Frieder Nögge gründete zwei Schauspielschulen in Baden Württemberg - eine davon besuchte auch sein Sohn, doch er musste abbrechen: "2001 nahm sich mein Vater das Leben. Viel zu früh. " Heute kann der Künstler darüber sprechen, nur der schnelle Blick zur Seite lässt erahnen, wie nahe die beiden Männer sich standen. Später machte Scheuthle sein Schauspieldiplom in Hamburg fertig.

Danach schlug er einen vollkommen anderen Weg ein und begann eine Lehre zum Landschaftsgärtner. "Ich musste mich wieder sortieren", sagt Scheuthle heute. Auf die Bühne zog es ihn trotzdem: Er erprobte seine Texte heimlich bei verschiedenen Open-Stage-Veranstaltungen - um zu sehen, wie sie beim Publikum ankommen. Irgendwann wusste Sebastian Scheuthle dann: "Das muss ich machen." Zum zehnten Todestag seines Vaters suchte er aus 400 Liedern und hundert Theaterstücken die "Schmankerl" heraus. Daraus entstand das Musik-Kabarett-Stück "Es menschelt". Zusammen mit Michael Ransburg und Kilian Gutberlet spielte Scheuthle das Stück zwei Jahre lang an verschiedenen Theatern und Kleinkunstbühnen. Insgesamt brachte er in den vergangenen zehn Jahren acht Stücke auf die Bühne.

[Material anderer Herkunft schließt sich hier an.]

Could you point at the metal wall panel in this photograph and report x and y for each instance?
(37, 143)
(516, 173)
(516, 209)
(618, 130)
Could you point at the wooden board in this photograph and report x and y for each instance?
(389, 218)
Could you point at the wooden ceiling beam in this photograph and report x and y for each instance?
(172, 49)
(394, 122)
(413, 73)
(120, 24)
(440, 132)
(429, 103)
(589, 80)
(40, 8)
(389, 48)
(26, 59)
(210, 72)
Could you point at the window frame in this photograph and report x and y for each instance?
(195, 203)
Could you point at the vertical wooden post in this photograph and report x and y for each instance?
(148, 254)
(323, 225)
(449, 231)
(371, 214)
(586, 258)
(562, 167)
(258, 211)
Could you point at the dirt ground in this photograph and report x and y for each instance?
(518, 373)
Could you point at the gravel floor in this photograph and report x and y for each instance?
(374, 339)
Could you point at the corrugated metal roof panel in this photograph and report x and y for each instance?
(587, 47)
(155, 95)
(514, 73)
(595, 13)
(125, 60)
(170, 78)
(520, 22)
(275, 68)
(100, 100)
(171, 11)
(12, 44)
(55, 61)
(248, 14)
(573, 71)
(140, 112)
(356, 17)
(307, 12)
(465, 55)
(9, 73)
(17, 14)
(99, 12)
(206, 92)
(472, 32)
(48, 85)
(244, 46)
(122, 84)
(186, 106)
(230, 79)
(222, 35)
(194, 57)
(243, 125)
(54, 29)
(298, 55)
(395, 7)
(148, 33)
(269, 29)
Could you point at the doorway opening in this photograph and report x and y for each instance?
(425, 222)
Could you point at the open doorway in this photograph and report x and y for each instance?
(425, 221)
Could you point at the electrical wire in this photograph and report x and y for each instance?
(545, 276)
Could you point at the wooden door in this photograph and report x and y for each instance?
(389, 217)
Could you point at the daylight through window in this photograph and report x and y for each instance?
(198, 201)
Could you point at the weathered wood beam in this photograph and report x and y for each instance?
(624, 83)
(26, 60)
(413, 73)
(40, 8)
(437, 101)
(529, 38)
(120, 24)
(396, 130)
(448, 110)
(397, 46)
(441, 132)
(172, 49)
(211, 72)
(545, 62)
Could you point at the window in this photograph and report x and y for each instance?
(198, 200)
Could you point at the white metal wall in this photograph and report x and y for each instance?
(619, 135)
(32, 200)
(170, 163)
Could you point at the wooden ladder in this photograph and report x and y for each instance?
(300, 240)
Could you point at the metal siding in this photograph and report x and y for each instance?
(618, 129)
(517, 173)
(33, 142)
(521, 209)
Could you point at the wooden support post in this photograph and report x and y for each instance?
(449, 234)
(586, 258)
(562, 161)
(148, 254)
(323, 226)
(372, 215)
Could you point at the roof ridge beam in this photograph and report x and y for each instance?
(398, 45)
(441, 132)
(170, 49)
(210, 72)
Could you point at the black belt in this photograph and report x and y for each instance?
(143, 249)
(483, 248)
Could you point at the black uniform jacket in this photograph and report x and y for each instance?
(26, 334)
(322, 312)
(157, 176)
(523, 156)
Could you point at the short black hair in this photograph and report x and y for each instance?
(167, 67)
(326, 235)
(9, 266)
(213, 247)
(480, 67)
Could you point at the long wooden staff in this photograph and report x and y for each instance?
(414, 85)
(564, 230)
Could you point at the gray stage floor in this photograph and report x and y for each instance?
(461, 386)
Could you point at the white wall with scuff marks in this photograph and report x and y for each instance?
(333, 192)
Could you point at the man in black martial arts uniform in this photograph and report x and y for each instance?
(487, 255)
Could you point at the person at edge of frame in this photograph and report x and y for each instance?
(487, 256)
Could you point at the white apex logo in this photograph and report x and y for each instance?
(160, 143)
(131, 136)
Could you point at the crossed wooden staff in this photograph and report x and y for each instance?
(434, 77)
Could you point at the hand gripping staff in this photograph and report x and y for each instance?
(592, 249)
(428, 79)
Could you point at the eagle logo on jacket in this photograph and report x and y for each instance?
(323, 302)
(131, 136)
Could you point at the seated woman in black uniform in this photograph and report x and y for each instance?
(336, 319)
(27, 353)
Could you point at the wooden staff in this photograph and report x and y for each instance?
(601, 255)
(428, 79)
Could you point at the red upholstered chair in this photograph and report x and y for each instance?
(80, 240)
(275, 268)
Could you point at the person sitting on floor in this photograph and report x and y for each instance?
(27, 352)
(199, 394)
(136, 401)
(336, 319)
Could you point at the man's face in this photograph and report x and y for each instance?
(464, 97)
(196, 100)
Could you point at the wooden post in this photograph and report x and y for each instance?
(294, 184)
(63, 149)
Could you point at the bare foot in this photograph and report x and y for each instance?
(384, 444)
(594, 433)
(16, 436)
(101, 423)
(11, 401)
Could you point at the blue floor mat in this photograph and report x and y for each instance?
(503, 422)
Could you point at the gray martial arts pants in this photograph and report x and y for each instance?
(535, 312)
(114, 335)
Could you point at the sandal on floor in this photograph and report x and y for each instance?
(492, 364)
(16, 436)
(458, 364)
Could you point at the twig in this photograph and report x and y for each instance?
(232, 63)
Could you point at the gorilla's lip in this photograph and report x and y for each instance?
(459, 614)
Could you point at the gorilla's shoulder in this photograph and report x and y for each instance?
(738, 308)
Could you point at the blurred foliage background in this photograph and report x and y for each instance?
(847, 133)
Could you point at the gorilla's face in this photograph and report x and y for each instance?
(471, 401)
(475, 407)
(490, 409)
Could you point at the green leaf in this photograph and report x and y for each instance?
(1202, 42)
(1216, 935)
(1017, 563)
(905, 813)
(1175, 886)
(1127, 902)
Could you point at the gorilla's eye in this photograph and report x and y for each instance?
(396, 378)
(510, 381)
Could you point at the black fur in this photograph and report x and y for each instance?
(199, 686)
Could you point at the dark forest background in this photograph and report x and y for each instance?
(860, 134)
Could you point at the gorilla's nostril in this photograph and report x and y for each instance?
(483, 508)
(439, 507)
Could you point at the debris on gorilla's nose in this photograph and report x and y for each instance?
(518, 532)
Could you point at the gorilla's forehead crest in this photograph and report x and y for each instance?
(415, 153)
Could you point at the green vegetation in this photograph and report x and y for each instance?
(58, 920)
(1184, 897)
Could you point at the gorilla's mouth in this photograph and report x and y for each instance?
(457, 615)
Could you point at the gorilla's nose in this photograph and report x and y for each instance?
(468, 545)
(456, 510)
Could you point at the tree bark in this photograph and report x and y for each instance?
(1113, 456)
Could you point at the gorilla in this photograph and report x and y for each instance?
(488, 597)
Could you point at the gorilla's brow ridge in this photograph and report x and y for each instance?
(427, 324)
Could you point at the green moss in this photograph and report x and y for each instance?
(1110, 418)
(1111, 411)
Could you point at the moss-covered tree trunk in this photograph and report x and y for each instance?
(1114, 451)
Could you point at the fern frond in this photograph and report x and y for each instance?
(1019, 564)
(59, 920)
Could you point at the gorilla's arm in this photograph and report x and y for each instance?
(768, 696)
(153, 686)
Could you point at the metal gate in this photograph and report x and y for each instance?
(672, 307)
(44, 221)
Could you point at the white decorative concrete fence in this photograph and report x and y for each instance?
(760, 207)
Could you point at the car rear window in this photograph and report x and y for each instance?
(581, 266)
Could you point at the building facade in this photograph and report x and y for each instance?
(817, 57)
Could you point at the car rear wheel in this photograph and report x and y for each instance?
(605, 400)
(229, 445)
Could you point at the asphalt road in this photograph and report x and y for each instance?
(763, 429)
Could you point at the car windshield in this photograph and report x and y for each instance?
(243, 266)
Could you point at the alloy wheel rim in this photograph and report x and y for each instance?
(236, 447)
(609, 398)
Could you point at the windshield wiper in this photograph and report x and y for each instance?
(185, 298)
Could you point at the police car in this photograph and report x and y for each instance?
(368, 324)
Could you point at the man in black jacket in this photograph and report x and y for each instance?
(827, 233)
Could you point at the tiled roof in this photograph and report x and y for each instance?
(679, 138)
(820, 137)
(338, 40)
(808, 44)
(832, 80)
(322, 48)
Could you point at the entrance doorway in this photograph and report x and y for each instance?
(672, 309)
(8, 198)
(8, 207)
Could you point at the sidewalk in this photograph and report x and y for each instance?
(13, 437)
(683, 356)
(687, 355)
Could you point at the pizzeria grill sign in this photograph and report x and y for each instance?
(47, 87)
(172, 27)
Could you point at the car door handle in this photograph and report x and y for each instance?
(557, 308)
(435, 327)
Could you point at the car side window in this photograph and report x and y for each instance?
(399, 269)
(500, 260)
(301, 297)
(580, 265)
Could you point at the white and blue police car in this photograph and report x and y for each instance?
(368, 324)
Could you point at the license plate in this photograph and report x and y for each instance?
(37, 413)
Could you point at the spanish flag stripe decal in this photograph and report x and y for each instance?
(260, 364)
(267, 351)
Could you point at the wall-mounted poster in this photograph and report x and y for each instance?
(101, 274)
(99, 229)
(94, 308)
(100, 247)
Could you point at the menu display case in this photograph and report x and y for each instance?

Darin hält Scheuthle den Zuschauern den Spiegel vor, jedoch nie herablassend, sondern immer mit Humor. Hinter Satire stecke immer auch ein Funken Wahrheit - das sei das Faszinierende an dieser Spielweise, schwärmt der Komiker. Wenn er den Choleriker mimt, erkennt sich der eine oder andere Zuschauer selbst darin. Seine Ideen für die unterschiedlichen Charaktere entdeckt Scheuthle im Alltag.

Den Ausgleich zur Kunst, um in der Realität zu bleiben, findet Scheuthle in der Land- und Forstwirtschaft. "Ich brauche immer wieder Abstand von dieser unwirklichen Welt", sagt er, daher helfe er auch gerne mal einem Kumpel beim Stallbau. "Auf dem Traktor kann ich abschalten. Dann kann es gut sein, dass mir gerade da wieder neue Ideen einfallen." Für sein neuestes Programm "Die Falschspieler" hat sich Scheuthle mit dem Zitherspieler Manuel Kuthan zusammengetan. Gemeinsam erzählen sie Geschichten aus dem Milieu der Wilderer, Gauner, treulosen Seemänner, Räuber und Narren. Schauplatz ist ein Vestibül, das Wartezimmer vor Himmel und Hölle, wo sich das ganze Leben mit all seinen lichten und dunklen Momenten widerspiegelt. Ruhig wird es um diesen Schauspieler also nicht - und vielleicht steht er bald auch mal in Bayern auf der Bühne.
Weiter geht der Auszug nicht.